Equal Credit Opporunity Act (ECOA)
A federal law that requires lenders and other creditors to make credit equally available without discrimination based on race, color, religion, national origin, age, sex, marital status or receipt of income from public assistance programs.

Equity
The difference between the fair market value and current indebtedness, also referred to as the owner's interest. The value an owner has in real estate over and above the obligation against the property. When you first buy a home, your ownership equals your down payment; your mortgage lender owns the rest. To figure out your equity, subtract the amount you owe on your loan from your home's current market value.

Equity Sharing
A form of joint ownership between an owner/occupant and an owner/investor. The investor takes depreciation deductions for his share of the ownership. The occupant receives a portion of the tax write-offs for interest and taxes and a part of his monthly payment is treated as rent. The co-owners divide the profit upon sale of the property. Compare, JOINT OWNERSHIP AGREEMENT.

Escheat
Property that reverts to the state when an individual dies without heirs and without a will.

Escrow
A bank account where you deposit money that will be used to pay charges that come with your purchase of a house. An escrow account is sort of a neutral area between you and your mortgage lender that stores money you've deposited until you need it to pay for certain aspects of your loan, like closing costs, taxes or insurance fees.

Escrow Account
The segregated trust account in which escrow funds are held.

Escrow Ageant
The person or organization having a fiduciary responsibility to both the buyer and seller (Or lender or borrower) to see that the terms of the purchase/sale (or loan) are carried out.

Escrow Analysis
The periodic examination of escrow accounts to determine if current monthly deposits will provide sufficient funds to pay tax, insurance, and other bills when due.

Escrow Company
An organization established to act as an escrow agent.

Escrow Contract
A three-party agreement between the buyer, seller, and the escrow agent specifying the rights and duties of each.

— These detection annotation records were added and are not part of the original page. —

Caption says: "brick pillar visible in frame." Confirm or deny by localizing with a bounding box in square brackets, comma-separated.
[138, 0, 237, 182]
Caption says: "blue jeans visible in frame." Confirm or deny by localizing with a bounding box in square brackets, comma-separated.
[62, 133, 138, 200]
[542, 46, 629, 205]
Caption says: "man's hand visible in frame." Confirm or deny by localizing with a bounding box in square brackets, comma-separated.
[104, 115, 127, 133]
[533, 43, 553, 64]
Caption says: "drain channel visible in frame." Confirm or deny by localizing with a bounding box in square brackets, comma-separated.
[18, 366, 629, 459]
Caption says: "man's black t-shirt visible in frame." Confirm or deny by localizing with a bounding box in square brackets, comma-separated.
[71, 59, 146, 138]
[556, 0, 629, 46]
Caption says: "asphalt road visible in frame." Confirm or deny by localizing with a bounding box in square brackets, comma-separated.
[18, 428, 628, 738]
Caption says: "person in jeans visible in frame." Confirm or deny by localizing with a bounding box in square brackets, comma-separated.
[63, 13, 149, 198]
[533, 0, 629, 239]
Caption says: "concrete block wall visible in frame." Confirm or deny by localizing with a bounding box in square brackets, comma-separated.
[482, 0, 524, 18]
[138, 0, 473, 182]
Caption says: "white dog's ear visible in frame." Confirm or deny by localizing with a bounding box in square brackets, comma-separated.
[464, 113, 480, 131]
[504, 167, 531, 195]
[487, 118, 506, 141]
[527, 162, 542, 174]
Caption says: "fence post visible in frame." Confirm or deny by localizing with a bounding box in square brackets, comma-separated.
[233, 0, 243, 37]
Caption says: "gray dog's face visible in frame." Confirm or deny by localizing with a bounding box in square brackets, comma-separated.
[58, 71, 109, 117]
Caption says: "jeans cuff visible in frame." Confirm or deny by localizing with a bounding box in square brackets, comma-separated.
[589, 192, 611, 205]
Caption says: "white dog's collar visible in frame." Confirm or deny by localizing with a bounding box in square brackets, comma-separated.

Escrow Overage or Shortage
The difference determined by escrow analysis, between the escrow funds on deposit and the escrow funds required.

Escrow Payment
The portion of a mortgagor's monthly payments held by the lender or servicer to pay for taxes, hazard insurance, mortgage insurance, lease payments, and other items as they become due. Known is impounds or reserves in some states.

Eviction
Also know as Ejectment in some jurisdictions, the legal removal of former property owners, tenants or squatters from a foreclosed property.

Executed Sales of Contract
A contract where all the terms have been successfully completed by the buyer and the seller.

Executor
A person named in a will to carry out its terms and administer the estate. The feminine form is Executrix. Compare, ADMINISTRATOR.